Having studied the force on a static charge due to a static chrage distribution
elsewhere (source) which was the fundamental problem of Electrostatics we now turn to studying the forces due to charges moving steadily on each other. Steadily moving charges constitute steady currents and Magnetostatics studies the forces affecting such currents. Two such current carrying conductors exert a force/unit length on each other whose direction is dependent on the direction of the steady current I. These forces are not electrostatic forces as current carrying conductors are overall neutral.

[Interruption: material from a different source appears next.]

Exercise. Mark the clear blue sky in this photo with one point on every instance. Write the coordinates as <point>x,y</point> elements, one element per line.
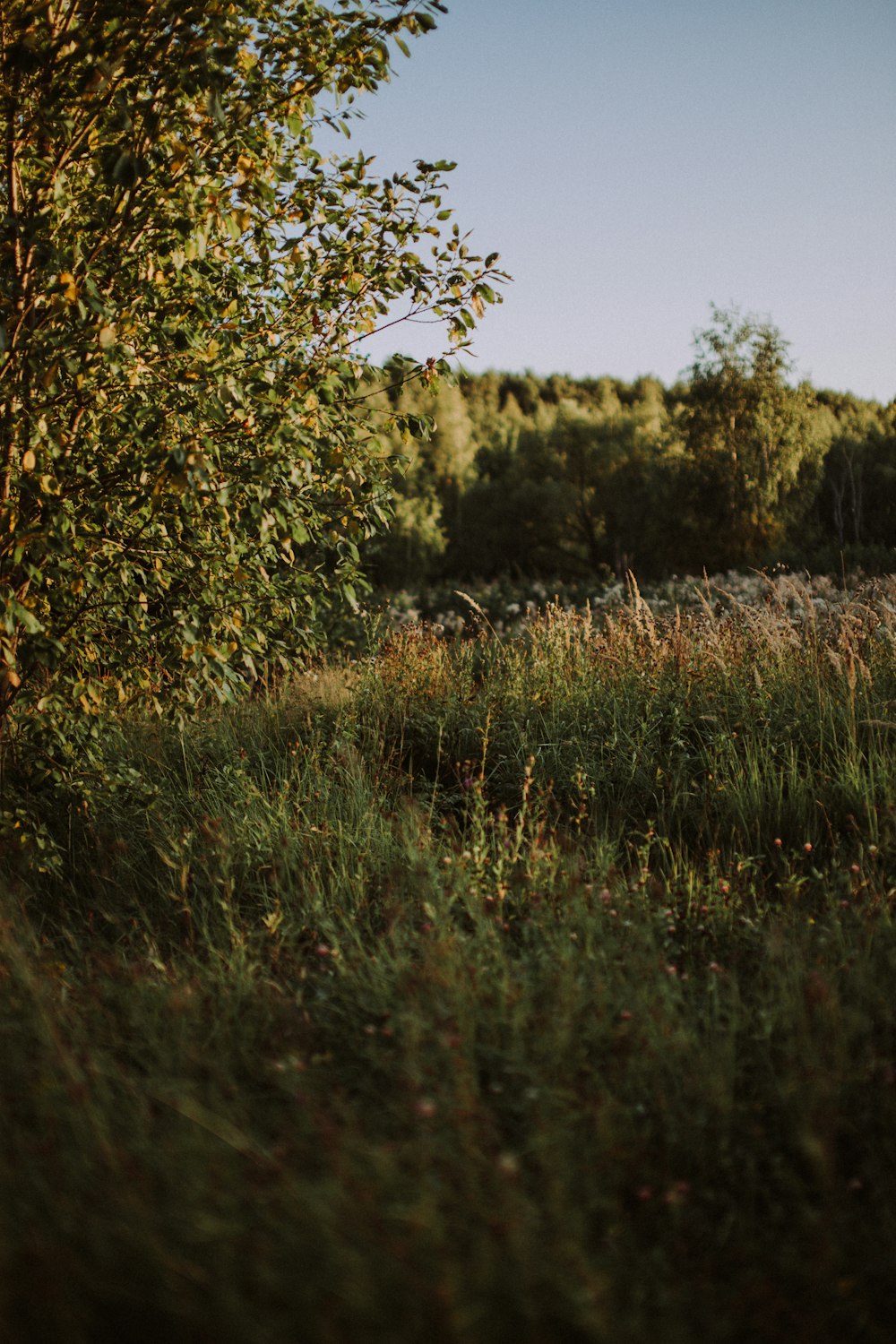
<point>634,160</point>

Just as in electrostatics, the fundamental problem of magnetostatics is to find the force on a test current placed at the field point due to an arbitrary current distribution elsewhere ( source currents). The starting point of magnetostatics is the Lorentz force law which is a fundamental law the force on a charge q moving with a velocity v in a magnetic field B is given as F=q v X B . For an electric field also present the force is as we know to be F=qE and this must be added to the previous expression. Moreover as this force is always perpendicular to the velocity v, magnetic forces do not do any work. It is now simple to integrate this force over the length of the conductor to find out the total force on a conductor carrying a steady current I to be F=I∫ dl X B


This is the case for what we call as a line current. Of course just like in electrostatics we can move surface charges in steady motion constitute a steady surface current density K which is the current flowing/ unit length perpendicular to the direction of flow. The magnetic force in this case is given as F=∫ ( K X B).da where the integral is now taken over a surface S. We can similarly define a volume current density J which is the current/unit area oriented perpendicular to the direction of flow. The magnetic force is now given as F=∫ ( J X B).dτ where the integral now must be taken over a volume τ.

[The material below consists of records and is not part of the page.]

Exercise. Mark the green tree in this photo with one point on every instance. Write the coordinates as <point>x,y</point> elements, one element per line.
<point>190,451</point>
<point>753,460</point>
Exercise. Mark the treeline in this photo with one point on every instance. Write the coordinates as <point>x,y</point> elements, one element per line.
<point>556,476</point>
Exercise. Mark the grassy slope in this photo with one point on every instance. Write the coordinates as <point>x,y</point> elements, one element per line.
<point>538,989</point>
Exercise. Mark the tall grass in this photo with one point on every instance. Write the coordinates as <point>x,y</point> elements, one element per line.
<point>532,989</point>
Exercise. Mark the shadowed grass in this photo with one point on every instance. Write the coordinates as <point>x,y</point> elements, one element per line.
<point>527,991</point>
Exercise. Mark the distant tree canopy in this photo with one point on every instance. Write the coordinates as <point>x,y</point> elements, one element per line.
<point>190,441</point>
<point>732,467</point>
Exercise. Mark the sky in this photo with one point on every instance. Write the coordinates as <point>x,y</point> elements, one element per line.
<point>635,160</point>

As ∫ J.da= over a CLOSED surface S is the total current through the surface this can be related to the total change of charge density with time inside the volume enclosed by the surface S because total charge is always conserved. Using the divergence theorem we arrive at the continuity equations which states that ∇ .J is equal to the -ve of the rate of change of charge density ρ with time t. For steady currents, the charge density is constant in time as steady flow of charges should not have charge piling up anywhere. So for steady currents Div J=0


The analog of the Coulombs law for Magnetostatics is the Biot Savarts Law for magnetic fields due to steady currents. Please note that the fundamental law of Magnetism is the Lorenz force law and Biot Savart Law is a consequence of the Lorentz Force Law. Just as in coulombs law the magnetic field B due to a steady current is given by the integral of the cross product of the current vector
I=I dl'cap with the unit separation vector from the source point to the field point divided by the square of the separation vector.
The generalization to surface currents K and volume currents J is as usual.
Please check Eg 5.1 to 5.6 in Griffiths


Its easy to see that the magnetic field of an infinite staright line current circulates around the conductor according to the right hand rule in an azimuthal ( plus/minus  φ cap ) direction. The Curl of B can easily be calculated by seeing that the circulation of B over a loop C is ∫ B.dl=μ₀ I_enc where I is the current ENCLOSED by the loop C. This called Amperes law and is the analog of the Gauss Law for Electrostatics. Now using Stokes theorem its easy to see that 
∇ X B =μ₀ J where J is the volume current density. For surface currents J is to be replaced by K.


The divergence of B is ∇. B=0 . This is unlike electrostatics where Div E is equal to the charge density/epsilon zero. There are no free magnetic charges and the magnetic field lines are always CLOSED. This can be easily proved for a volume current density J using similar techniques to those in electrostatics. ( Refer to Griffiths for the derivation where like before they show that a surface contribution from the boundary is ZERO.)


Please read Section 5.34 Griffiths for a comparison of Electrostatics and Magnetostatics. Also look through the Eg. 5.7-5.10 Griffiths.